S: Rogai por nós, bem-aventurado São Miguel, Príncipe da Igreja de Cristo.

R: Para que sejamos dignos de suas promessas. Amém.


Oração:

Deus, Todo Poderoso e Eterno, que por um prodígio de bondade e misericórdia para a salvação dos homens, escolhestes para Príncipe de Vossa Igreja, o gloriosíssimo Arcanjo São Miguel, tornai-nos dignos, nós vo-lo pedimos, de sermos preservados de todos os nossos inimigos, a fim de que na hora da nossa morte nenhum deles nos possa inquietar, mas que nos seja dado de sermos introduzidos por ele, São Miguel, na presença da Vossa Poderosa e Augusta Majestade, pelos merecimentos de Jesus Cristo, Nosso Senhor. Amém.
           A Ladainha de São Miguel Arcanjo.

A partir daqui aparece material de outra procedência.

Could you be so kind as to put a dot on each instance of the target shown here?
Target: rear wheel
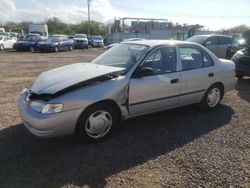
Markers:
(32, 49)
(1, 47)
(56, 49)
(212, 97)
(97, 122)
(239, 76)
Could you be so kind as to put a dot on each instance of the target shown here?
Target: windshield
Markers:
(122, 55)
(53, 39)
(198, 39)
(32, 37)
(80, 36)
(97, 38)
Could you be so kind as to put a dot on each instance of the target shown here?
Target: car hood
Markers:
(62, 78)
(97, 40)
(80, 39)
(25, 42)
(47, 43)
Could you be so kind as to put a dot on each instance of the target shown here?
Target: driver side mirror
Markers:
(143, 71)
(207, 43)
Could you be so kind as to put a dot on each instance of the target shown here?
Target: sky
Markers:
(213, 14)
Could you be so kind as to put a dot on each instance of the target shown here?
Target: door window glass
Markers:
(224, 40)
(162, 60)
(192, 58)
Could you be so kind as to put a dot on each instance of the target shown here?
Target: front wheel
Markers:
(70, 48)
(32, 49)
(56, 49)
(97, 122)
(212, 97)
(239, 76)
(1, 47)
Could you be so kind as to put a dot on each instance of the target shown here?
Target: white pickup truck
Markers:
(6, 42)
(81, 41)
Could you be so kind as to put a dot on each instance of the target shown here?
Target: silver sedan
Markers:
(131, 79)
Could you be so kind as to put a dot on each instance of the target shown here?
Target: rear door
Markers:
(212, 44)
(223, 45)
(197, 74)
(161, 89)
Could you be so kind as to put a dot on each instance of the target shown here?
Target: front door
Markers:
(197, 74)
(160, 90)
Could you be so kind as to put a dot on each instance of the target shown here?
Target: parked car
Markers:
(242, 62)
(81, 41)
(238, 43)
(56, 44)
(97, 41)
(6, 42)
(218, 44)
(125, 40)
(28, 44)
(129, 80)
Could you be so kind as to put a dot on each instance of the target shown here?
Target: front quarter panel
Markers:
(115, 90)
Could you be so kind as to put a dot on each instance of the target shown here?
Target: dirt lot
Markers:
(184, 147)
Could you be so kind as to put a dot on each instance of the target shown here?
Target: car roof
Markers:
(153, 43)
(216, 35)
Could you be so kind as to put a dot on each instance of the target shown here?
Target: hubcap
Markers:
(98, 124)
(213, 97)
(32, 49)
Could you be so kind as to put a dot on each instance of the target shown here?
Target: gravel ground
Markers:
(184, 147)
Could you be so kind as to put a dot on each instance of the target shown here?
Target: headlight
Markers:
(52, 108)
(45, 108)
(24, 91)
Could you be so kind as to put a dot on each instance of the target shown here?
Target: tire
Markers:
(56, 49)
(212, 97)
(239, 76)
(1, 47)
(104, 121)
(32, 49)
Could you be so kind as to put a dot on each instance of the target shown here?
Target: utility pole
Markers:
(89, 17)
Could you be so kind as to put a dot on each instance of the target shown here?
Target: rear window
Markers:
(198, 39)
(224, 40)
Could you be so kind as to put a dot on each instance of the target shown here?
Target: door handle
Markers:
(211, 74)
(174, 81)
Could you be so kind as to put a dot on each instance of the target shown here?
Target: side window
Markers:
(207, 62)
(211, 41)
(191, 58)
(224, 40)
(162, 60)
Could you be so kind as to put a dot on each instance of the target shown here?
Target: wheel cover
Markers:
(32, 49)
(98, 124)
(213, 97)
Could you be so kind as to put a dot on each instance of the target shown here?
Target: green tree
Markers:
(238, 29)
(56, 26)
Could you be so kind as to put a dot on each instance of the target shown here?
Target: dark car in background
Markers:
(238, 43)
(218, 44)
(242, 62)
(81, 41)
(56, 44)
(30, 43)
(97, 41)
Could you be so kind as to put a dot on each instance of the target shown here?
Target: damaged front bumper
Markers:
(43, 125)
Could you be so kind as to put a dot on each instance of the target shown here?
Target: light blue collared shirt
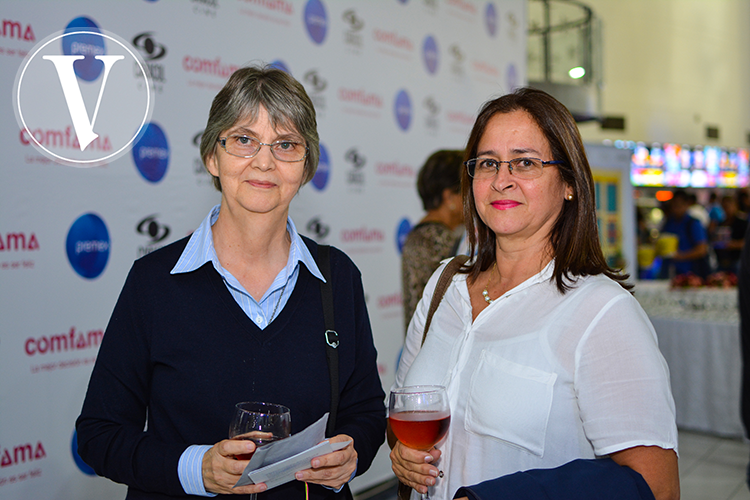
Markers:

Senhor, tende piedade de nós
Jesus Cristo, tende piedade de nós
Senhor, tende piedade de nós
Jesus Cristo, ouvi-nos
Jesus Cristo, atendei-nos
Pai Celeste que sois Deus, tende piedade de nós.
Filho Redentor do mundo que sois Deus, tende piedade de nós.
Espírito Santo que sois Deus, tende piedade de nós.
Santíssima Trindade que sois um só Deus, tende piedade de nós.
Santa Maria, Rainha dos Anjos, rogai por nós.
São Miguel, rogai por nós,
São Miguel, cheio de graça de Deus, rogai por nós.
São Miguel, perfeito adorador do Verbo Divino, rogai por nós.
São Miguel, coroado de honra e de glória, rogai por nós.
São Miguel, poderosíssimo Príncipe dos exércitos do Senhor, rogai por nós.
São Miguel, porta e estandarte da Santíssima Trindade, rogai por nós.
São Miguel, guardião do Paraíso, rogai por nós.
São Miguel, guia e consolador do povo Israelita, rogai por nós..
São Miguel, esplendor e fortaleza da Igreja militante, rogai por nós.
São Miguel, honra e alegria da Igreja triunfante, rogai por nós.
São Miguel, luz dos Anjos, rogai por nós.
São Miguel, baluarte da verdadeira fé, rogai por nós.
São Miguel, força daqueles que combatem pelo estandarte da Cruz, rogai por nós.
São Miguel, baluarte da verdadeira fé, rogai por nós.
São Miguel, força daqueles que combatem pelo estandarte da Cruz, rogai por nós.
São Miguel, luz e confiança das almas no último momento da vida, rogai por nós.
São Miguel, socorro muito certo, rogai por nós.
São Miguel, nosso auxílio em todas as adversidades, rogai por nós.
São Miguel, mensageiro da sentença eterna, rogai por nós.
São Miguel, consolador das almas do Purgatório, Vós a quem o Senhor incumbiu de receber as almas depois da morte, rogai por nós.
São Miguel, nosso Príncipe, rogai por nós.
São Miguel, nosso Advogado, rogai por nós.
Cordeiro de Deus que tirais o pecado do Mundo, perdoai-nos Senhor
Cordeiro de Deus que tirais o pecado do Mundo, ouvi-nos Senhor
Cordeiro de Deus que tirais o pecado do Mundo, tende piedade de nós, Senhor
Jesus Cristo ouvi-nos.
Jesus Cristo atendei-nos.
Rogai por nós glorioso São Miguel, Príncipe da Igreja de Jesus Cristo,Para que sejamos dignos das Suas promessas. Amém.